Questa sera, di stranieri ne abbiamo proprio tanti e, più che tanti, bravi. Più che bravi: bravissimi. Unici. Il nome di Will Ospreay vi dice nulla? Bene, allora sappiate che se non siete stati qui con noi vi siete persi qualcosa di maledettamente adrenalinico! Lo show è targato Rising Sun anche se siamo in provincia di Milano piuttosto che in quella di Bergamo, e quando il regista dell’evento è Fabio Tornaghi, vi possiamo assicurare che si tratta di roba a cinque stelle, dovunque sia l’evento.

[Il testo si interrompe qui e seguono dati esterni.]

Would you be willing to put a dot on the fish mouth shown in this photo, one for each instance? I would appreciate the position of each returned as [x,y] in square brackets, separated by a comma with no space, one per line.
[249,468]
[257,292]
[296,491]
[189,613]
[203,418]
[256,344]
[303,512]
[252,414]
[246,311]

L’unico assente giustificato – che comunque è fisicamente presente – è Akira. Ha una caviglia steccata in seguito ad un infortunio avvenuto durante i giorni del Cartoomics, anche se non dovuto al wrestling. Comunque è qui e ha portato del merchandising. L’acquisto di una sua maglietta è doveroso, sapete bene come Akira sia uno dei nostri beniamini. Il brutto di queste t-shirt è che una volta comprate non le puoi mettere mai: se sei allo show di una federazione, non puoi mettere quella di un’altra federazione o di un suo atleta, altrimenti si incazzano tutti. La sola che possiamo indossare ovunque è quella “neutra” che abbiamo comprato a Genova con la scritta “Wrestling is fake tua madre”, che non scontenta nessuno. Atleti, quando fate stampare il vostro merchandising, pensateci. Metteteci qualcosa di neutrale o le vostre maglie si potranno portare solo in luoghi che non c’entrano una cippa col wrestling, in mezzo a persone che questo sport non sanno nemmeno cosa sia.

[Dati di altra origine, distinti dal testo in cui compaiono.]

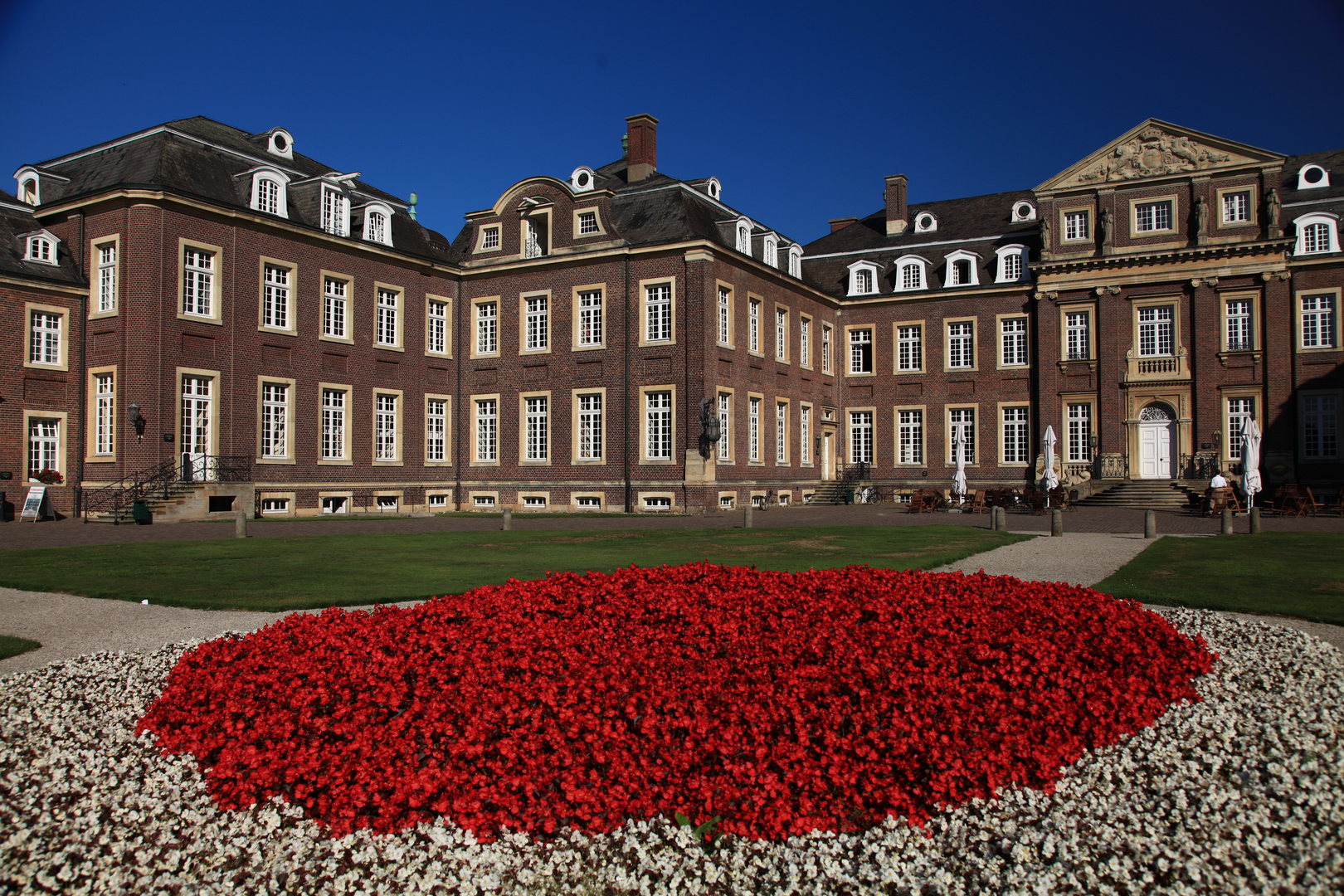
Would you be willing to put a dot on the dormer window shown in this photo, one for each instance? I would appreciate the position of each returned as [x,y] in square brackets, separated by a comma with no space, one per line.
[863,278]
[1012,265]
[912,273]
[378,223]
[1312,176]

Ma ecco che inizia lo show. Questa volta Tornaghi si è superato: tutto esaurito! Oh, raga, mi avete sentito? Non ci sono più sedie! Centosettanta posti andati via in prevendita solo per lo show pomeridiano, e cominciamo già a preoccuparci di dove mettere quelli che arriveranno senza prenotazione! E per lo show serale, poi, che arriverà di sicuro altra gente? Mah!

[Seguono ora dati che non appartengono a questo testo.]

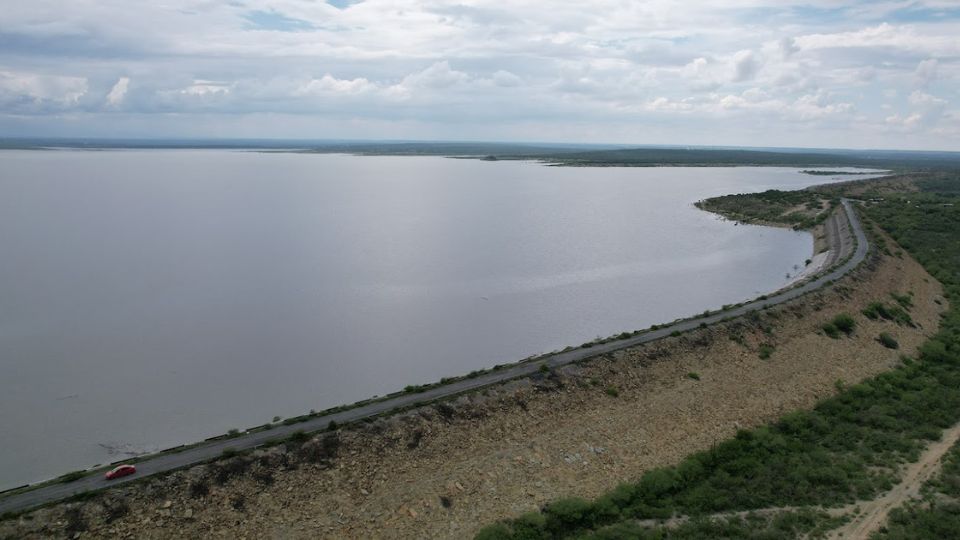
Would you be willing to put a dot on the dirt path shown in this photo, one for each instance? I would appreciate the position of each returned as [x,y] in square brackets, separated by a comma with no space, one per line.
[867,516]
[873,514]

Ecco che arriva Zerini in veste di announcer e presenta il primo match, un Fatal Four Way: The Ojmo vs Mirko Mori vs Matt Disaster vs Connor Mills, e vi giuriamo che non abbiamo mai, mai e poi mai visto un match di apertura che sembri un main event! Una partenza col botto! Botte da orbi, ma proprio ad una velocità e con una intensità che non è nemmeno il caso di stare a prendere appunti come nostro solito perché lo scontro è ovunque in sala. Impossibile seguire tutti e quattro gli atleti! Un macello in mezzo al pubblico e chissenefrega se ammazziamo qualcuno, the show must go on e cavoli vostri. Rendiamo l’idea? Dieci minuti di un’intensità pazzesca, senza respiro e a tutta velocità. Se dovessero pubblicare il video di questo match non ve lo perdete perché è stato qualcosa di epico! Alla fine The OJMO schiena Disaster ma non ce ne frega nulla. Perché il bello era quello che è avvenuto tra la campana d’inizio e quella finale. Tanto che con “mamma Tornaghi” si commentava: “Ma se questo è il primo match, come sarà, l’ultimo?” E avevamo ragione! Si è capito subito che questo fosse l’evento dell’anno.
Volendo essere irriverenti verso qualcuno come nostro solito, possiamo dire che The OJMO ci ricordava in modo inquietante Jacob del film “Il Vizietto” (e ciò che è successo in seguito ci ha dato ragione) e che Connor Mills ha un fisico talmente snello e longilineo e dei capelli così lunghi e lisci che più che un wrestler ci sembrava un indossatore, o meglio, un’indossatrice.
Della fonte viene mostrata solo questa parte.